La combinación entonces de alta presión desde los transables (en torno a 15%) y moderada en los no transables (5%) se aproxima al cierre 2021 de 8% de la inflación básica y subyacente (depurada de volátiles).

Pero, entonces, ¿qué rol le cabe a la política monetaria y al Banco Central?, inquirió mi sobrino.

La política monetaria es siempre clave para lograr inflación baja y estable. A la larga y también a la corta. Todos los factores mencionados (externos e internos), pueden terminar reflejados en presiones o expectativas inflacionarias, alejadas de las metas, que la gestión monetaria puede i) convalidar (“imprimiendo”) como ha ocurrido durante las últimas décadas para ese 8%, o ii) neutralizar con una política creíble y orientada al único objetivo que a la larga puede lograr: inflación baja y estable, para proteger el valor de la moneda nacional.

Promover esto último puede conllevar cierto “sacrificio” en actividad en el corto plazo, pero que sería más que compensado con los beneficios en bienestar a la larga para la sociedad.

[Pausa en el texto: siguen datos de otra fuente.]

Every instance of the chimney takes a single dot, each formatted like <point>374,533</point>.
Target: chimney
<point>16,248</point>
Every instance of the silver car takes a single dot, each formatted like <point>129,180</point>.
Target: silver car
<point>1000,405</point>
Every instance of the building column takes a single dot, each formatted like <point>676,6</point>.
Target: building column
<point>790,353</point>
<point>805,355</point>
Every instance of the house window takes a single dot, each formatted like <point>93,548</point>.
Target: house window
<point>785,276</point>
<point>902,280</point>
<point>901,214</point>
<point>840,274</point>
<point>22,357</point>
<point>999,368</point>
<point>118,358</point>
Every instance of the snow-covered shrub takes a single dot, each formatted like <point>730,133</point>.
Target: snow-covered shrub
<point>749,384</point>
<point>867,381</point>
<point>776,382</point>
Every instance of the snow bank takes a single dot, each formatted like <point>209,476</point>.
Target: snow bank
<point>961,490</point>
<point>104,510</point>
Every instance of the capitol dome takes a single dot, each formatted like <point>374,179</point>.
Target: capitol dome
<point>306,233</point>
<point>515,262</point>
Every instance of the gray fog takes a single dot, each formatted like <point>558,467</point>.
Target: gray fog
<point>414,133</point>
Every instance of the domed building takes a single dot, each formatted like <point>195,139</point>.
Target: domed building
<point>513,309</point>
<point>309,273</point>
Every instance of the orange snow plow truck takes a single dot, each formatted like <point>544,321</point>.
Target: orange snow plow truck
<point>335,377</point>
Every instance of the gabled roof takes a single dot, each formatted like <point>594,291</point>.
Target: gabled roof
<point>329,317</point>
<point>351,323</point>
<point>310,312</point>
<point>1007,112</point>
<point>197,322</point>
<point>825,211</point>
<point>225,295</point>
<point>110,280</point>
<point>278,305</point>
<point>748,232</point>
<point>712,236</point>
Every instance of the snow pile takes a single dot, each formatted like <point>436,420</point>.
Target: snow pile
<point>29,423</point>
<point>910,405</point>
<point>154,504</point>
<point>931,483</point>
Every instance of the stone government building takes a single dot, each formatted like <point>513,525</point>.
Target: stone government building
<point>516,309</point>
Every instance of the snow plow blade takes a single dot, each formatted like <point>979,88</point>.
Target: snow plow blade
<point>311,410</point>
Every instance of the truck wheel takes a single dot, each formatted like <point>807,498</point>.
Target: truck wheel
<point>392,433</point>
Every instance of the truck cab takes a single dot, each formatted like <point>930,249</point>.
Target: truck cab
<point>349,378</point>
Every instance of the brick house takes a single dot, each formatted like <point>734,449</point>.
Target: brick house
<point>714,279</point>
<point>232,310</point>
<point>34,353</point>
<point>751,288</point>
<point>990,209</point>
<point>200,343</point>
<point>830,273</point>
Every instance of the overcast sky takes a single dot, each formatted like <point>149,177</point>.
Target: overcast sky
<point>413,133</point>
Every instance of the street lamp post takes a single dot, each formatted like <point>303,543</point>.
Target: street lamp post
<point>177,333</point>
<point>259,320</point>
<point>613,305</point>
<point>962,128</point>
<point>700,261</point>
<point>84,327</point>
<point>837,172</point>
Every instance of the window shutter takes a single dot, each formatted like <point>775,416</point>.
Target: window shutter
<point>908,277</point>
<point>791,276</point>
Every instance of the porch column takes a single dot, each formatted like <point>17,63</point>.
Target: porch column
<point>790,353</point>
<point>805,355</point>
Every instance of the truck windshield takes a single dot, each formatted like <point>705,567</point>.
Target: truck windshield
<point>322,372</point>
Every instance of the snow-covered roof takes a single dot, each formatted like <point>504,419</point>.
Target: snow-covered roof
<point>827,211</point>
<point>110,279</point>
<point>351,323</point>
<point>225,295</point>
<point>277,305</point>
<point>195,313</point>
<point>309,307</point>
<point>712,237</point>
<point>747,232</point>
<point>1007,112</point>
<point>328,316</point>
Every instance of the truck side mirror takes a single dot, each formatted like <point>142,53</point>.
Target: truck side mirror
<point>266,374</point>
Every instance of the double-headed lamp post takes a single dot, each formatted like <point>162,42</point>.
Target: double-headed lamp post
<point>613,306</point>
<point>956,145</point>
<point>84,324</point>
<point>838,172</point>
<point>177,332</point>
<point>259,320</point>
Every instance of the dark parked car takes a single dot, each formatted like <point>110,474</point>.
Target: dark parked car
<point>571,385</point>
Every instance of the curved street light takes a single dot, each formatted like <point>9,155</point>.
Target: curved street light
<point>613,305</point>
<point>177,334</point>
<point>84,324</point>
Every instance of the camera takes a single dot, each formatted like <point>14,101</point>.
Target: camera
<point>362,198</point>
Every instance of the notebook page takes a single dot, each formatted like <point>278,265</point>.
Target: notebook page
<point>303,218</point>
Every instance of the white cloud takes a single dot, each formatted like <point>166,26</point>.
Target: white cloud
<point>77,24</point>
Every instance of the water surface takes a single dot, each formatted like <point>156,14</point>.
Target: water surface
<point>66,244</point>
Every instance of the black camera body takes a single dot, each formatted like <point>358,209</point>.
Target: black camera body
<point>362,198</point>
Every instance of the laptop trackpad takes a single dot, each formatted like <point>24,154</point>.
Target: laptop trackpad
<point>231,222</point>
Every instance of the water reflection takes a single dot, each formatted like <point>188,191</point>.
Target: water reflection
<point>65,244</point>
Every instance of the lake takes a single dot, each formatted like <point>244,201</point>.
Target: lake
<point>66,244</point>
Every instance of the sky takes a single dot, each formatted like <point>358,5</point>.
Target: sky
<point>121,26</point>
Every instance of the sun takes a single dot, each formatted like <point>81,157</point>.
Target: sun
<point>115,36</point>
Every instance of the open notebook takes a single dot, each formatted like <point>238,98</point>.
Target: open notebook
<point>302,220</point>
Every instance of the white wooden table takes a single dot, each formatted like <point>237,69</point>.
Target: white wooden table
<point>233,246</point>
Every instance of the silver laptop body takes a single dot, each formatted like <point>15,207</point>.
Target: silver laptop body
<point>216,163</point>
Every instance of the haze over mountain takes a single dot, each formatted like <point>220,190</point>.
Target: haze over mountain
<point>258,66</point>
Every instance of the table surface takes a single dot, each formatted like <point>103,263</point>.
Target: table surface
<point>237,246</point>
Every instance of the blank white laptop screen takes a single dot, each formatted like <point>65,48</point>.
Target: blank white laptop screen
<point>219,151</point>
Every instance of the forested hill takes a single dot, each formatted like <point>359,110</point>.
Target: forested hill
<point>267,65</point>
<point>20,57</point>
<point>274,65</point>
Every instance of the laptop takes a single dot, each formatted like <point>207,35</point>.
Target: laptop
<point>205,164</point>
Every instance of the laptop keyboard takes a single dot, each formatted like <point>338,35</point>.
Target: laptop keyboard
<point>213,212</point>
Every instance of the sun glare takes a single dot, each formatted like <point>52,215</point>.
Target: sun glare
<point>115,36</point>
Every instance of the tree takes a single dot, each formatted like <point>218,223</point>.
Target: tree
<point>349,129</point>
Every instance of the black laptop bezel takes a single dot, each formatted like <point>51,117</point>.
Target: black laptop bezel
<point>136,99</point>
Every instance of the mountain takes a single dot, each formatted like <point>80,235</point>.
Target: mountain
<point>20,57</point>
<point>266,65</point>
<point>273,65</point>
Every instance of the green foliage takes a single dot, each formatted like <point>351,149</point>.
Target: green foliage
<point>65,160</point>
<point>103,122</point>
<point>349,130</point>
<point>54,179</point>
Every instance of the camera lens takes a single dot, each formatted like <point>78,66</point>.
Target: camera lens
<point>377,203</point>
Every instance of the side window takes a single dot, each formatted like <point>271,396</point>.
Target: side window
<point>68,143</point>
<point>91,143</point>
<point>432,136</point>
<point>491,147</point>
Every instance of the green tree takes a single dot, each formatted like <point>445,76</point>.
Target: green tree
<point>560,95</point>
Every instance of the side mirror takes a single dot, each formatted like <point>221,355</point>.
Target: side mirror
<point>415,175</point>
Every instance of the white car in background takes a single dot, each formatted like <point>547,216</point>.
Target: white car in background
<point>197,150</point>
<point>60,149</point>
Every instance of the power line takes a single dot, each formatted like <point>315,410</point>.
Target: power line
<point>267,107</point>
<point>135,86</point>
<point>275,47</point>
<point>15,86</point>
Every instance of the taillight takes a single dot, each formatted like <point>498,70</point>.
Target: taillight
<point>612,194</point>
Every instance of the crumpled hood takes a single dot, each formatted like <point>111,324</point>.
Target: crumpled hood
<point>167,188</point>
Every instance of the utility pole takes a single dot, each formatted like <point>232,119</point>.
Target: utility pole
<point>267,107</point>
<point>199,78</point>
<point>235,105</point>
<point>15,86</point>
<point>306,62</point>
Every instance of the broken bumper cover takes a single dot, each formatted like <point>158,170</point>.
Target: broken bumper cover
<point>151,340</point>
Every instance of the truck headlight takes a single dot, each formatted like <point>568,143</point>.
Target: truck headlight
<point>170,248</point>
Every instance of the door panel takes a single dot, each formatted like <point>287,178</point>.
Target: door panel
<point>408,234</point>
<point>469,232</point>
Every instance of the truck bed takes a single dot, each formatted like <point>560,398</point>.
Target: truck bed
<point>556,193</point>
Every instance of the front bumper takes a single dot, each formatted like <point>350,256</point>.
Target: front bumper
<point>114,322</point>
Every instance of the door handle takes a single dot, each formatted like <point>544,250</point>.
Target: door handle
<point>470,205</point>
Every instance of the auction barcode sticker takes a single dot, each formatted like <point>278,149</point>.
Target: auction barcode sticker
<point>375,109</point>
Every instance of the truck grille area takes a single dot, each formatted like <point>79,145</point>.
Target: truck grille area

Cuanto menos perciban los agentes económicos esa voluntad y más adviertan eventuales intentos de lograr otros objetivos, que el Banco Central no puede afectar en el largo plazo (el Tipo de Cambio Real, por ejemplo), parece poco probable que las determinaciones de precios en los principales mercados (laboral, cambiario, bienes y servicios) vayan a internalizar estructuralmente menores expectativas inflacionarias. Ni tampoco el objetivo de inflación baja y estable.